The airport consisted of chairs arranged in narrow rows and a single ticket counter. It wasn’t manned, because the lone employee had moved to the metal detector, to screen passengers on the outbound flight. Laura watched two native girls hugging an older woman, all three of them crying as they inched toward the gate.
There were signs in both English and Yup’ik. “Does that mean bathroom?” Laura asked, pointing to a doorway with the word ANARVIK overhead.
“Well, there’s no Yup’ik word for bathroom,” Daniel said, smiling a little. “That actually translates to ‘the place to shit.’ “ The single door split off to the right and the left. The men’s and women’s rooms were not marked, but she could glimpse a urinal in one direction, so she walked the opposite way. The sinks were operated by push pedals; she pumped one to start the flow of water and then splashed some on her face. She looked at herself in the mirror.
If someone else walks into the bathroom, she thought, I will stop being a coward.
If the family outside has made it through security, to the gate.
If Daniel is facing forward, when I come out.
She used to play this game with herself all the time. If the light changed before she counted to ten, then she would go to Seth’s after class. If Daniel picked up before the third ring, she would stay an extra five minutes.

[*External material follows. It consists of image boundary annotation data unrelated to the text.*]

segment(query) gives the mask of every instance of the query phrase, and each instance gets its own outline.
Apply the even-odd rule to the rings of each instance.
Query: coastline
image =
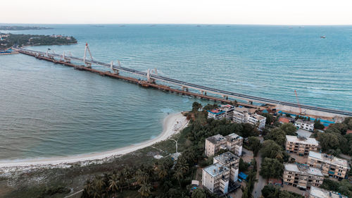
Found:
[[[183,116],[182,113],[170,114],[166,116],[163,120],[163,132],[154,139],[99,153],[43,159],[0,161],[0,172],[3,171],[1,169],[11,168],[43,168],[45,166],[49,166],[50,168],[53,168],[53,166],[65,168],[70,167],[70,164],[77,163],[81,163],[82,166],[88,165],[91,161],[102,161],[99,162],[102,163],[110,159],[120,156],[149,147],[158,142],[165,140],[172,135],[181,131],[181,130],[187,125],[188,123],[186,117]]]

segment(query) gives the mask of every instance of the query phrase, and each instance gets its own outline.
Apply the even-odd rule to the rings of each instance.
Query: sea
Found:
[[[301,104],[352,111],[352,26],[34,25],[53,29],[0,32],[73,36],[77,44],[27,48],[83,57],[87,42],[97,61],[285,101],[297,102],[296,90]],[[194,101],[213,102],[23,54],[1,56],[0,161],[138,144]]]

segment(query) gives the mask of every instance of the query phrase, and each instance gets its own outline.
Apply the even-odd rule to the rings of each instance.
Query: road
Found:
[[[263,143],[264,139],[263,137],[259,137],[258,139],[260,140],[260,143]],[[255,157],[257,162],[257,175],[256,178],[258,180],[258,182],[254,184],[254,188],[253,190],[253,197],[254,198],[260,197],[262,195],[262,189],[266,185],[266,179],[263,178],[260,175],[259,175],[259,171],[260,171],[260,163],[262,162],[262,155],[260,152],[258,153],[258,156]]]
[[[20,51],[23,51],[34,53],[34,54],[45,54],[45,53],[42,52],[42,51],[38,51],[24,49],[15,49],[20,50]],[[62,55],[54,54],[54,53],[49,53],[48,55],[49,56],[52,56],[52,57],[58,57],[58,58],[63,58]],[[128,68],[121,67],[120,65],[118,65],[118,66],[113,65],[113,64],[111,65],[109,63],[102,63],[102,62],[96,61],[94,61],[94,60],[87,60],[87,59],[84,60],[82,58],[77,58],[77,57],[69,56],[65,56],[65,58],[67,59],[75,60],[75,61],[81,61],[81,62],[84,61],[85,63],[90,63],[92,65],[99,65],[99,66],[106,66],[106,67],[108,67],[108,68],[111,67],[112,68],[115,69],[115,70],[122,70],[125,72],[127,72],[130,73],[133,73],[133,74],[139,75],[142,75],[142,76],[146,76],[147,75],[147,73],[145,72],[138,71],[138,70],[135,70],[130,69]],[[246,94],[239,94],[239,93],[235,93],[235,92],[228,92],[228,91],[224,91],[224,90],[220,90],[220,89],[215,89],[215,88],[208,87],[205,87],[205,86],[199,85],[195,85],[195,84],[192,84],[192,83],[189,83],[189,82],[175,80],[175,79],[172,79],[172,78],[169,78],[167,77],[161,76],[158,75],[151,74],[151,73],[150,74],[150,77],[151,78],[157,80],[161,80],[161,81],[165,82],[168,83],[171,83],[173,85],[182,86],[182,87],[187,87],[187,88],[190,88],[190,89],[201,90],[202,92],[206,92],[208,93],[221,95],[222,97],[232,97],[232,98],[235,98],[235,99],[244,99],[246,101],[257,101],[258,103],[262,103],[262,104],[282,104],[282,105],[285,105],[285,106],[288,106],[300,107],[302,109],[311,109],[311,110],[320,111],[332,113],[337,113],[337,114],[344,115],[344,116],[352,116],[352,112],[350,112],[350,111],[337,110],[337,109],[331,109],[318,107],[318,106],[311,106],[303,105],[303,104],[298,105],[297,104],[291,103],[291,102],[282,101],[278,101],[278,100],[275,100],[275,99],[265,99],[265,98],[253,97],[253,96],[250,96],[250,95],[246,95]]]

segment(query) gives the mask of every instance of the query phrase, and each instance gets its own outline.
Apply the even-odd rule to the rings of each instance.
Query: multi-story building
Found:
[[[344,179],[348,169],[346,160],[314,151],[309,152],[307,164],[320,168],[325,175],[338,179]]]
[[[234,106],[232,105],[226,104],[220,105],[219,109],[225,111],[225,117],[229,120],[232,120],[234,116]]]
[[[226,138],[226,147],[237,156],[242,155],[243,137],[236,133],[231,133],[225,137]]]
[[[284,185],[309,189],[311,186],[322,185],[324,175],[318,168],[303,164],[285,163],[283,180]]]
[[[218,134],[206,139],[206,156],[215,155],[220,149],[227,149],[227,140],[222,135]]]
[[[298,128],[313,131],[314,130],[314,122],[306,120],[303,121],[301,119],[297,119],[297,120],[294,123],[294,126]]]
[[[230,169],[230,179],[232,182],[237,181],[239,175],[239,157],[232,152],[227,151],[214,157],[213,163],[220,163]]]
[[[215,120],[221,120],[225,118],[226,111],[220,109],[208,110],[208,118],[213,118]]]
[[[241,156],[242,144],[243,138],[239,135],[232,133],[223,137],[218,134],[206,139],[206,156],[213,156],[220,149],[228,149],[237,155]]]
[[[218,163],[203,168],[202,185],[210,192],[227,193],[230,170]]]
[[[308,155],[310,151],[318,150],[319,142],[314,138],[286,135],[286,151]]]
[[[309,198],[348,198],[348,197],[339,192],[312,186],[309,192]]]
[[[251,113],[244,107],[237,107],[234,110],[232,120],[238,123],[250,123],[261,129],[265,127],[266,118],[256,113]]]
[[[247,116],[247,123],[251,124],[252,125],[258,125],[259,129],[262,129],[265,127],[266,118],[257,113],[252,115],[249,115]]]

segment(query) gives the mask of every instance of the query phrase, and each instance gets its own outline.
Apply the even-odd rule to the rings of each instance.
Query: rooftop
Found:
[[[216,144],[220,141],[225,140],[225,138],[222,135],[218,134],[218,135],[215,135],[214,136],[209,137],[206,138],[206,140],[207,140],[208,141],[210,142],[213,144]]]
[[[348,198],[346,196],[340,194],[338,192],[329,191],[322,188],[310,187],[310,196],[317,198]]]
[[[218,163],[204,168],[204,171],[210,175],[212,177],[216,177],[219,175],[222,174],[225,171],[229,170],[230,169],[227,167],[223,166],[222,165]]]
[[[226,153],[223,153],[214,157],[214,159],[215,159],[221,164],[227,164],[231,161],[239,159],[239,157],[232,154],[232,152],[227,151]]]
[[[319,145],[319,142],[318,142],[315,138],[286,135],[286,140],[287,140],[288,142],[292,142],[295,143],[316,145],[316,146]]]
[[[309,151],[308,156],[318,159],[320,161],[327,162],[329,163],[348,167],[347,160],[337,158],[332,155],[328,155],[327,154],[322,154],[310,151]]]
[[[309,167],[307,165],[300,163],[285,163],[285,170],[288,171],[300,173],[301,174],[310,174],[322,176],[322,171],[318,168]]]
[[[227,141],[230,141],[230,142],[233,142],[234,140],[237,140],[237,139],[243,139],[242,137],[238,135],[236,133],[229,134],[229,135],[226,135],[225,137],[226,138],[226,140],[227,140]]]
[[[220,109],[212,109],[210,111],[207,111],[208,113],[215,114],[215,115],[219,115],[221,113],[224,113],[225,111],[220,111]]]

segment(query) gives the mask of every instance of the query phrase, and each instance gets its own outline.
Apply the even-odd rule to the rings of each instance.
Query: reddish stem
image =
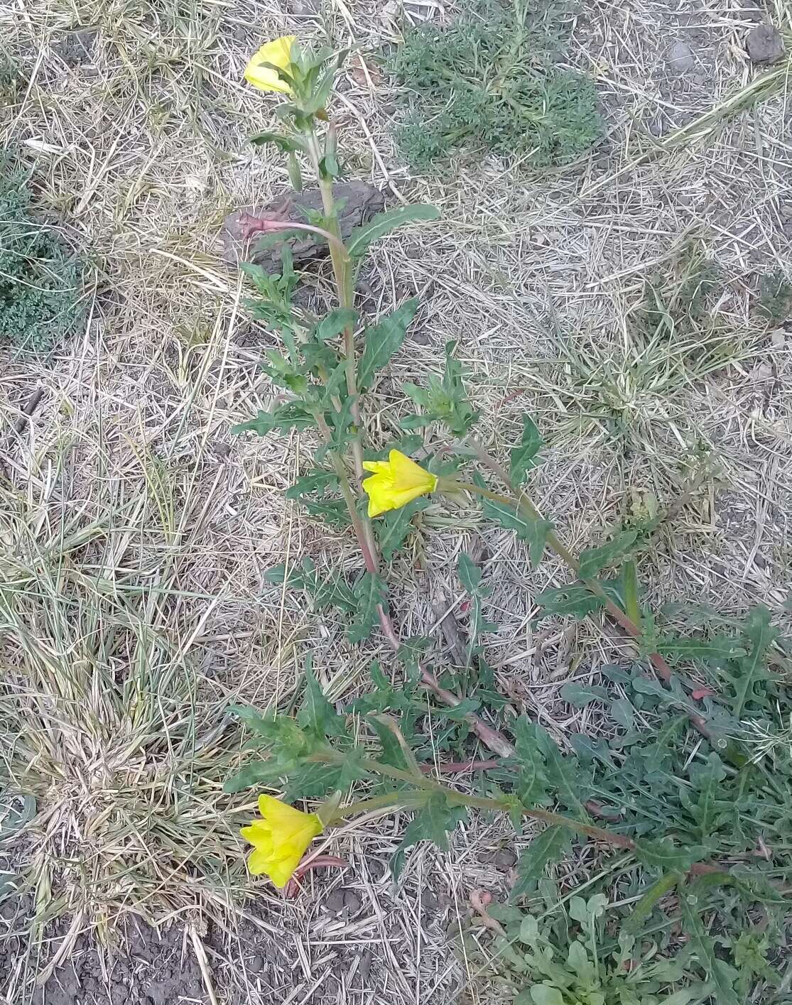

She’d take these random occurrences and elevate them to oracles; she’d pretend that they were enough to justify her actions.
Or lack therof.
Wiping her hands on her jacket, she stepped outside to find the family still crying near the metal detector and Daniel facing out the window.
Laura sighed with relief and walked toward him.
Trixie was shivering so hard that she kept shaking off the quilt of dead grass Willie had used to cover them for warmth. It wasn’t like a blanket you could just pull over yourself; you had to burrow down and think warm thoughts and hope for the best. Her feet still ached and her hair was frozen against her head. She was consciously awake - somehow she thought that sleeping was too close to the line of being blue and stiff and dead, and that you might pass from one side to the other without any fanfare.
Willie’s breath came out in little white clouds that floated in the air like Chinese lanterns on a string. His eyes were closed, which meant Trixie could stare at him as much as she wanted. She wondered what it was like to grow up here, to have a snowstorm hit like this and to know how to save yourself, instead of needing someone to do it for you. She wondered if her father knew this sort of stuff too, if elemental knowledge about living and dying might be underneath all the other, ordinary things he knew, like how to draw a devil and change a fuse and not burn pancakes.